Computational Biology is brand new, right out of the chute. And you already are being faced with these enormous problems, but luckily there are other fields that have approached these big data problems; so, there’s a surge – there’s a surge of interest now in genomics as a big data problem. One of the things we’ve done is created a database called Cancer Genomics Hub, we just announced this a few days ago, and it stores the large files that are created by genome sequencing for the National Cancer Institutes Genome Sequencing Projects. The flagship project is the Cancer Genome Atlas Project with ten thousand cases. There’s also a childhood cancer project called TARGET, sequencing thousands of cases from the five-major childhood cancers and then there’s the cancer, another cancer genome project called CGCI, which is sequencing different types of cancers, cancers from people who have HIV-AIDS and any other types of cancers – those together may reach in excess of ten thousand cases, which I argue is the absolute minimum.

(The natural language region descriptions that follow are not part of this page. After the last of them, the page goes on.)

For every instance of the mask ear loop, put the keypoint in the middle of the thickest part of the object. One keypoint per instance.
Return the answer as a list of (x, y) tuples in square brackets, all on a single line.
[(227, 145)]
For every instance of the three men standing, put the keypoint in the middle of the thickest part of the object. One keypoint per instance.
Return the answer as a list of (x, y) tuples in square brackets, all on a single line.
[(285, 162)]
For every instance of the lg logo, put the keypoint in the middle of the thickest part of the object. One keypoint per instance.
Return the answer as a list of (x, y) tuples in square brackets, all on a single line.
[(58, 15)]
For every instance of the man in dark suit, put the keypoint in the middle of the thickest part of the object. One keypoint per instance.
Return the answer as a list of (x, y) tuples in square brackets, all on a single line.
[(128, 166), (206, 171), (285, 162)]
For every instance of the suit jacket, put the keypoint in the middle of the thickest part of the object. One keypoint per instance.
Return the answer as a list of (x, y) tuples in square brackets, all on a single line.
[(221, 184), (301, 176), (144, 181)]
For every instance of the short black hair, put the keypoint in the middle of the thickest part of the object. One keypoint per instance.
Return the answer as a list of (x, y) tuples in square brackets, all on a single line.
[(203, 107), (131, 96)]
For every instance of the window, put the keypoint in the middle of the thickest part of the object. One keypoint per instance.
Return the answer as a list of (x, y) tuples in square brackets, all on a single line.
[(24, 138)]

So, in, in May 2012, just a few days ago, we announced the Cancer Genomics Hub. And I’m very passionate about this because it represents an opportunity to collect the data rather than having it siloed off into all of the different medical centers to collect a large amount of cancer genomics data in one database. And this will give us the statistical power that we need to find the complex subtle patterns in cancer. You absolutely will not separate out the signal from the noise, you won’t find those subtle repeating patterns that distinguished all of the different subtypes of cancer unless you can gather together thousands of different cancer genomes and look at them in an integrated analysis. So, only large database in engineering support of the type that we hope to get from Cancer Genomics Hub will make that possible.
David Haussler (born 1953) is an American bioinformatician known for his work leading the team that assembled the first human genome sequence in the race to complete the Human Genome Project and subsequently for comparative genome analysis that deepens understanding the molecular function and evolution of the genome. He is a Howard Hughes Medical Institute Investigator, professor of biomolecular engineering and director of the Center for Biomolecular Science and Engineering at the University of California, Santa Cruz, director of the California Institute for Quantitative Biosciences (QB3) on the UC Santa Cruz campus, and a consulting professor at Stanford University School of Medicine and UC San Francisco Biopharmaceutical Sciences Department.